Chers amis du Collège de philosophie,

Voici enfin quelques nouvelles du programme 2011 !

La première séance aura lieu le Samedi 8 janvier 2011 (amphi Michelet, 14h-17h), Penser le commerce d'organes, avec Ph. Steiner, R. Ogien, Fl. Bellivier, V. Gateau, C. Billier.

Cette séance, animée et organisée par Cassien Billier, sera consacré à une discussion du livre de Ph. Steiner sur La transplantation d'organes, Gallimard.

Pour les autres séances voir le programme ci-contre.

mercredi 3 novembre 2010

Conférence publique de Jean-Marc Ferry

Le Collège de Philosophie a le plaisir d'annoncer la

Conférence publique de Jean-Marc Ferry sur « L'Homme européen » (1ère Partie), qui se tiendra
le samedi 13 novembre 2010, de 9h à 12h, dans l'Amphithéâtre de la Bibliothèque Sainte-Barbe,
4 rue Valette, Paris 5e.)

La 2e partie de cette conférence aura lieu, le samedi 20 novembre 2010, de 9h à 12h (même lieu).


Cette conférence inaugure un séminaire consacré à « Prendre philosophiquement au sérieux le projet politique européen », dont le programme sera annoncé en séance.

dimanche 3 octobre 2010

Retard du programme des conférences !

Chers amis,

Du fait des travaux en Sorbonne, nous ne connaissons pas encore la disponibilité des amphis pour la saison 2010/2011, ce qui explique le retard dans la parution de notre programme.

Encore un peu de patience, donc …
et merci pour votre fidélité

L'équipe du Collège de PHilosophie

dimanche 13 juin 2010

Il n'y a plus de génération !

Entretien avec PHT paru dans Rue Saint-Guillaume (n° 158, avril 2010)

Comment qualifieriez vous la génération des 30-40 ans?

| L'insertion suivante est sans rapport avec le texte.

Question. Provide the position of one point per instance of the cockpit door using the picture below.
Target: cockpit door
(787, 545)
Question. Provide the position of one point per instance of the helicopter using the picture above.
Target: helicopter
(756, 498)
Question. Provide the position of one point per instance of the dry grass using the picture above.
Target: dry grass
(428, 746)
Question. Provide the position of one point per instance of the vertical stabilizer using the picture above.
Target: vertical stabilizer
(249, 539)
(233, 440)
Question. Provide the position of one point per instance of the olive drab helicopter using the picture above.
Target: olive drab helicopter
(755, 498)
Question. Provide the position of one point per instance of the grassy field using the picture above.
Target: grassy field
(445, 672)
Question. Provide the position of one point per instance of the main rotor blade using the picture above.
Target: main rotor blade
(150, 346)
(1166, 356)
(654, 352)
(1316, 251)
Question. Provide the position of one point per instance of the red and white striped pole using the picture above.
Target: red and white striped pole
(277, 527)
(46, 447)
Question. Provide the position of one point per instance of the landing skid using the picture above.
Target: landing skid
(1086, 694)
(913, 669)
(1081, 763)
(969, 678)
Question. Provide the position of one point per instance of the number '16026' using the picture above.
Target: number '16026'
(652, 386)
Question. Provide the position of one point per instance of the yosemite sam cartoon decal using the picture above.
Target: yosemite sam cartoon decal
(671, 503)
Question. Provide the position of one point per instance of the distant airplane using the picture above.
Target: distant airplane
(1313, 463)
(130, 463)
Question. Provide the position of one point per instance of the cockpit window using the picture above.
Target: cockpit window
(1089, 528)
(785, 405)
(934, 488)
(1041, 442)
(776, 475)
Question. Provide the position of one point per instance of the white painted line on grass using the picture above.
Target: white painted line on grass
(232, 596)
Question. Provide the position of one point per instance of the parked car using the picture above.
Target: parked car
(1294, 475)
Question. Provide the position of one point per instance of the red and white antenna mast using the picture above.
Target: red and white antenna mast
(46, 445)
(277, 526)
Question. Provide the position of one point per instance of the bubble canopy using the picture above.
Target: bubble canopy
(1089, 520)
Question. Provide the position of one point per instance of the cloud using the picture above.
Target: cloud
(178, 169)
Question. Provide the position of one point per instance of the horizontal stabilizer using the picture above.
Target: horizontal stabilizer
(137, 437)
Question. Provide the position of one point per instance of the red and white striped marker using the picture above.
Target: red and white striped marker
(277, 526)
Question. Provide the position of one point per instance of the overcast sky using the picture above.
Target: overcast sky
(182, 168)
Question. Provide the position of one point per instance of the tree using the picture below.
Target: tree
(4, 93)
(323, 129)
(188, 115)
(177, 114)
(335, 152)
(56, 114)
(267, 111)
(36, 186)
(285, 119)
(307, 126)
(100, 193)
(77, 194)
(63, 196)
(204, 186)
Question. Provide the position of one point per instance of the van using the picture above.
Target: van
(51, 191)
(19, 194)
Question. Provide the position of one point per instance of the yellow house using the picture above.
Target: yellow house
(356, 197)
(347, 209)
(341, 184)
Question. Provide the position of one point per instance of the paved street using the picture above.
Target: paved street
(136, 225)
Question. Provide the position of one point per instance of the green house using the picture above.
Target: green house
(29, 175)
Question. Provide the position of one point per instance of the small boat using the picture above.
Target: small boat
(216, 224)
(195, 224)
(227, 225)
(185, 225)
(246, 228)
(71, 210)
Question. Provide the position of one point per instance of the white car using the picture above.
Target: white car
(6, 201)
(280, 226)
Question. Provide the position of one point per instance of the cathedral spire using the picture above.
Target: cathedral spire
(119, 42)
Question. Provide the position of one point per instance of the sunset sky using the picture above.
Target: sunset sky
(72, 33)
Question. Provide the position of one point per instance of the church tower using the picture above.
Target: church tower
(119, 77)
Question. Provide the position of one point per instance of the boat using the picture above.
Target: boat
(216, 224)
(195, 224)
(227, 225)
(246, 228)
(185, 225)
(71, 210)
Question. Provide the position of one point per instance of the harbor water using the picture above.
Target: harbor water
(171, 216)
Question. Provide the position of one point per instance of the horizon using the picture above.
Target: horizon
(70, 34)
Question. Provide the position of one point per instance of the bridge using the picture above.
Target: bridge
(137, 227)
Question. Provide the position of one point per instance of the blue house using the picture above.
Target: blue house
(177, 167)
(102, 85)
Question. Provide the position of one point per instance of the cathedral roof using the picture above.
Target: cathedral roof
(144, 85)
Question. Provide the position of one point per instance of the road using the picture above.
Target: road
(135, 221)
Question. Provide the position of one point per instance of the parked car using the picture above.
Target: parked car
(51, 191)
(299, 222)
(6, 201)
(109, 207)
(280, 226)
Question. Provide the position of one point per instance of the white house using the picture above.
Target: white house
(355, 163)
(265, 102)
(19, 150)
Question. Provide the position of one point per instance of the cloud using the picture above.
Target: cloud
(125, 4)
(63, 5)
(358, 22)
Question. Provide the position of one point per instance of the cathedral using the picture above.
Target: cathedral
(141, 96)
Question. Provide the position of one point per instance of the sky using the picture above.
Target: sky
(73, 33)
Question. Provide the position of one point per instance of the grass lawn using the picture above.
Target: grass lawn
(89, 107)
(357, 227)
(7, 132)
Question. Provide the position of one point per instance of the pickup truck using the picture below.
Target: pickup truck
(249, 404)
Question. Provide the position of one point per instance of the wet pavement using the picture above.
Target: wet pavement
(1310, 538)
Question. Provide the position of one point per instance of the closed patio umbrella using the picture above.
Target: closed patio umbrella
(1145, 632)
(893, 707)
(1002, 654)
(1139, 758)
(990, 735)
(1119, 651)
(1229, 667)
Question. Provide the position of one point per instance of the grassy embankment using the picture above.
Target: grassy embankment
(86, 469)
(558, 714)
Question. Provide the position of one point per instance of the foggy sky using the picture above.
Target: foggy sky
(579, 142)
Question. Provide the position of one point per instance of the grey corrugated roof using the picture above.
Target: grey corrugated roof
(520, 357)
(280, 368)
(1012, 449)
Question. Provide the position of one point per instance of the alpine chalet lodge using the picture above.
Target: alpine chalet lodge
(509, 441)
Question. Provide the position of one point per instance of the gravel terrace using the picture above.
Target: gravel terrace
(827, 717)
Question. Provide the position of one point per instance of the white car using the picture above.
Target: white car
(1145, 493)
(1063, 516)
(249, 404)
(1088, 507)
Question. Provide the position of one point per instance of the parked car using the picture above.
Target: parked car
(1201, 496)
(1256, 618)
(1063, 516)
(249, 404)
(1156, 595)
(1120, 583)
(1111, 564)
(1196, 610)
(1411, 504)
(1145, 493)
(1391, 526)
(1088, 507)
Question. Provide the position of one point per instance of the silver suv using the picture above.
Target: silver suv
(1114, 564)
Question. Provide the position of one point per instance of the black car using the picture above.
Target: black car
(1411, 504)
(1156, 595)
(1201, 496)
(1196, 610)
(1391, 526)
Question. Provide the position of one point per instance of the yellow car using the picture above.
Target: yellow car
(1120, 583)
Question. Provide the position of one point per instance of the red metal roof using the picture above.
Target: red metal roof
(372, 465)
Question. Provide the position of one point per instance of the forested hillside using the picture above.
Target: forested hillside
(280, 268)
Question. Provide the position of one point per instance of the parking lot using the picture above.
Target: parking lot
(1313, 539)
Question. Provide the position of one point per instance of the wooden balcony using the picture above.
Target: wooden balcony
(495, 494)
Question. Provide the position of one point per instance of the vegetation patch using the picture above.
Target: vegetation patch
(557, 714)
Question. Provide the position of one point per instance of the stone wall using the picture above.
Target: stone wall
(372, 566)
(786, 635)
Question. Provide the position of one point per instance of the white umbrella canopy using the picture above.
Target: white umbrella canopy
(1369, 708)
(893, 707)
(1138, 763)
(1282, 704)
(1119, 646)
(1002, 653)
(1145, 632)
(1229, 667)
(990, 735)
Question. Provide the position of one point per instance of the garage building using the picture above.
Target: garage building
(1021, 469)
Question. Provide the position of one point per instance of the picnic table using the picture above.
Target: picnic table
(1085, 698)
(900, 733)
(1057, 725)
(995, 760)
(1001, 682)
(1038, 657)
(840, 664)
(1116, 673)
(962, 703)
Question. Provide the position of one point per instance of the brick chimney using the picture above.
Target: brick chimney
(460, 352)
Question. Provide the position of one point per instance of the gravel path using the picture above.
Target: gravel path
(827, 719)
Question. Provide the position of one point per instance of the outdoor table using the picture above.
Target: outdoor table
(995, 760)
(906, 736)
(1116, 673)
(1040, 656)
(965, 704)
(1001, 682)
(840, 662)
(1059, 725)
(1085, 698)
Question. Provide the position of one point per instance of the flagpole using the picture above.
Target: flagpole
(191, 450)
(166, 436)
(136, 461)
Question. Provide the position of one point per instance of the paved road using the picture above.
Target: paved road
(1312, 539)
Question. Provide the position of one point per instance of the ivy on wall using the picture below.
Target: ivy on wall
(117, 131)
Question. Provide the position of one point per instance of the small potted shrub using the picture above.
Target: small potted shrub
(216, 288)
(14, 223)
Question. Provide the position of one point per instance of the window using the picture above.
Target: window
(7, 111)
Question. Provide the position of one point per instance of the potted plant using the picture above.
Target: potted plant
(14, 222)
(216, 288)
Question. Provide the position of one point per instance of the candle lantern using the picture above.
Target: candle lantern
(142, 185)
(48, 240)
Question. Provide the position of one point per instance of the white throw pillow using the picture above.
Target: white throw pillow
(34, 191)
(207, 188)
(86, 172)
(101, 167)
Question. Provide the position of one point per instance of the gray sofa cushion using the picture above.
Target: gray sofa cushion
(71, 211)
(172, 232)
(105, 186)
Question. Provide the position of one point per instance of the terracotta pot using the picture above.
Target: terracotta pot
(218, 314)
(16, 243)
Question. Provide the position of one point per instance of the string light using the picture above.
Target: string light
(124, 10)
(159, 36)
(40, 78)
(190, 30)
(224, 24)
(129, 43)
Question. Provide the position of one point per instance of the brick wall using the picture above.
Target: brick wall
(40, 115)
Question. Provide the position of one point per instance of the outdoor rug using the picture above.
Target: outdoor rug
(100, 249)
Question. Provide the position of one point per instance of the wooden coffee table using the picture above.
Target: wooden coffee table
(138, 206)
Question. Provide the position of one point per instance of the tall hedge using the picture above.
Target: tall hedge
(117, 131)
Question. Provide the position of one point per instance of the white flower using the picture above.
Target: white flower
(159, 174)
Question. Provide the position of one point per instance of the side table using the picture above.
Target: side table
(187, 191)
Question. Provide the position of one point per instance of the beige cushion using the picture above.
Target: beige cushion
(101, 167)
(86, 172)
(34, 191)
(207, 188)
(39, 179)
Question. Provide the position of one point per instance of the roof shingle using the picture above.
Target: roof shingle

J'éprouve un certain malaise à parler de génération la concernant. Pour faire une génération, il faut à la fois un événement historique et une conscience, qui accompagnent le passage à l’âge adulte. On parle ainsi de la génération de la Résistance, de la génération 68, sorte de « résistance à la Résistance ». Mais comment définir les 30-40 ans d’aujourd’hui ? Pour elle, aucun marqueur fiable, aucun drame fondateur. Doit-on parler de génération internet ? De génération i pod ? De génération « Y » ? Ce sont souvent là des formules de publicitaires en quête de tendances. Nos sociétés vivent à l’écart des drames historiques. C’est sans doute temporaire, mais cela explique l’épuisement actuel du fait générationnel … en attendant la fin de « la fin de l’histoire ».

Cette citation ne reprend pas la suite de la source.